Eisen geht auch unter.
Die kann man sogar selber aus Alteisen giessen.

Hier wird alles erklärt:
http://www.backyardmetalcasting.com/ironcasting01.html

Da steht auch drin, wie man einen mit Altöl betriebenen Brenner baut.
http://www.backyardmetalcasting.com/ironcasting01/ironcasting02_blowback.jpg

Man sollte nur nicht den Fehler machen, dass flüssige Eisen in die alte Aluminiumform zu kippen...


----------



## arno (12. Oktober 2008)

*AW: Bleiersatz - einfach genial oder genial einfach?*



raubangler schrieb:


> Da steht auch drin, wie man einen mit Altöl betriebenen Brenner baut.
> http://www.backyardmetalcasting.com/ironcasting01/ironcasting02_blowback.jpg
> 
> Man sollte nur nicht den Fehler machen, dass flüssige Eisen in die alte Aluminiumform zu kippen...

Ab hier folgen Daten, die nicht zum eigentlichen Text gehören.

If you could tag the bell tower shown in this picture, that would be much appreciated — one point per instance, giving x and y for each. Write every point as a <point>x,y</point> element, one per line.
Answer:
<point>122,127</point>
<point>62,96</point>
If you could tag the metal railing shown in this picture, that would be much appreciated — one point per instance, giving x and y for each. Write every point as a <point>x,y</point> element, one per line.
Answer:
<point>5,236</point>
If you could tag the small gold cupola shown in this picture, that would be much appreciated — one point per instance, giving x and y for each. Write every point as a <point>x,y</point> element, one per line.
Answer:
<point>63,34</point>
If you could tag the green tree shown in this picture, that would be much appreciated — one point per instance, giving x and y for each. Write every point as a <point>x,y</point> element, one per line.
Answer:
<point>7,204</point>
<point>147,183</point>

Hehe, wie ne Feuerlanze auf dem Zementwerk!


----------



## raubangler (14. Oktober 2008)

*AW: Bleiersatz - einfach genial oder genial einfach?*

Na,
ganz so heiss wird es wohl nicht.....

Aber trotzdem eine einfache und affengeile Konstruktion.
Bin am überlegen, so etwas als Schmiedefeuer zusammenzubraten.

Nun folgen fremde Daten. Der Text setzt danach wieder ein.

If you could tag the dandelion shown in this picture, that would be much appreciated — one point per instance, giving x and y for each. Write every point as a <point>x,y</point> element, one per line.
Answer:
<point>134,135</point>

Und für alle, die gerne basteln:
Solche und andere Sachen findet man nur in den USA:
http://www.instructables.com/


----------



## arno (14. Oktober 2008)

*AW: Bleiersatz - einfach genial oder genial einfach?*



raubangler schrieb:


> Na,
> ganz so heiss wird es wohl nicht.....
> [/URL]


Aber ganz bestimmt, sonst wird das Metall gar nicht flüssig!
Bei der Feuerlanze bei Zementwerken , kommen so ca. 1300-1800 Grad raus!
Und das braucht man wohl doch um Stahl zum schmelzen zu bringen!


----------



## raubangler (15. Oktober 2008)

*AW: Bleiersatz - einfach genial oder genial einfach?*

Echt?
Ich dachte bisher, diese Sauerstofflanzen haben mindestens 3000 Grad.

Wie auch immer, dieser Brenner muss richtig Spass bringen.
Kann man angeblich auch mit Pflanzenöl betreiben.

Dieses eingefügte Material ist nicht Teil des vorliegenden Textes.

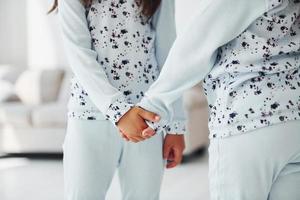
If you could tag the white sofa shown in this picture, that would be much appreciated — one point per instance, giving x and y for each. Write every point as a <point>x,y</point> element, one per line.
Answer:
<point>36,123</point>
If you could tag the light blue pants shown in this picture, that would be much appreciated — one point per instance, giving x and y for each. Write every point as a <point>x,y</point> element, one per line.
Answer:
<point>92,152</point>
<point>260,165</point>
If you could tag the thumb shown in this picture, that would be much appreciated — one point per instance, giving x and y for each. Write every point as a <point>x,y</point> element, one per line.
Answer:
<point>147,115</point>
<point>167,150</point>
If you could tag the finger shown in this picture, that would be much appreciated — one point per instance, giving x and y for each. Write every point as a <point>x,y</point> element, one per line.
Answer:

Auf diesen Seiten (http://www.backyardmetalcasting.com) wird auch die Nutzung von Sandformen beschrieben.
Bin noch am grübeln, wie das gehen soll.
Die Ergebnisse sehen jedenfalls echt sauber aus.

Den Brennerlüfter hat der Ami aus Alu SELBST GEGOSSEN:
http://www.backyardmetalcasting.com/oilburners/oilburners06_blowermold.JPG


----------



## arno (15. Oktober 2008)

*AW: Bleiersatz - einfach genial oder genial einfach?*



raubangler schrieb:


> Echt?
> Ich dachte bisher, diese Sauerstofflanzen haben mindestens 3000 Grad.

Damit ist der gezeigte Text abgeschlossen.